Depois, há as pessoas cuja dívida é tão grande que estão efetivamente impedidas de votar não apenas nesta vida, mas por muitas vidas depois. Karen Leicht, 64, enfrentou 50 anos atrás das grades por um papel secundário em um esquema de fraude de seguro e lavagem de dinheiro que envolveu vários co-réus. Por fim, ela negociou sua sentença para 30 meses, que cumpriu, mas não conseguiu negociar a restituição – mais de US $ 59 milhões. Tentar pagar uma quantia desse tamanho é “um exercício sem sentido”, disse ela. “Quando o juiz me sentenciou e estava decidindo o que colocar para a quantia, ele disse: ‘Não importa quanto você paga mensalmente, você nunca pagará’. Ele nem mesmo colocou uma quantia mensal. ”

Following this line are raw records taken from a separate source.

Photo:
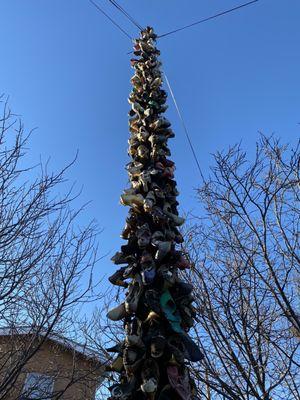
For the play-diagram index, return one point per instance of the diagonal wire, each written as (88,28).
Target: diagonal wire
(127,15)
(184,127)
(209,18)
(111,20)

Neste ponto, votar é a menor das preocupações da Sra. Leicht. “Tenho 64 anos. Não há possibilidade de me aposentar porque eles levaram tudo o que eu tinha, inclusive meu apartamento. Se eu não trabalhar, é isso ”, disse ela.
Mesmo dívidas relativamente pequenas podem privar permanentemente os direitos das pessoas que simplesmente não trazem dinheiro suficiente para saldá-las. O General Peterson, 63, cumpriu um total de três anos e meio em três condenações e acredita que ainda deve cerca de US $ 1.100 em taxas. Ele está aposentado e usando seu cheque da Previdência Social para fazer pagamentos mensais de $ 30 da dívida. “Você quer me ajudar a pagar? Isso está bom para mim ”, disse ele.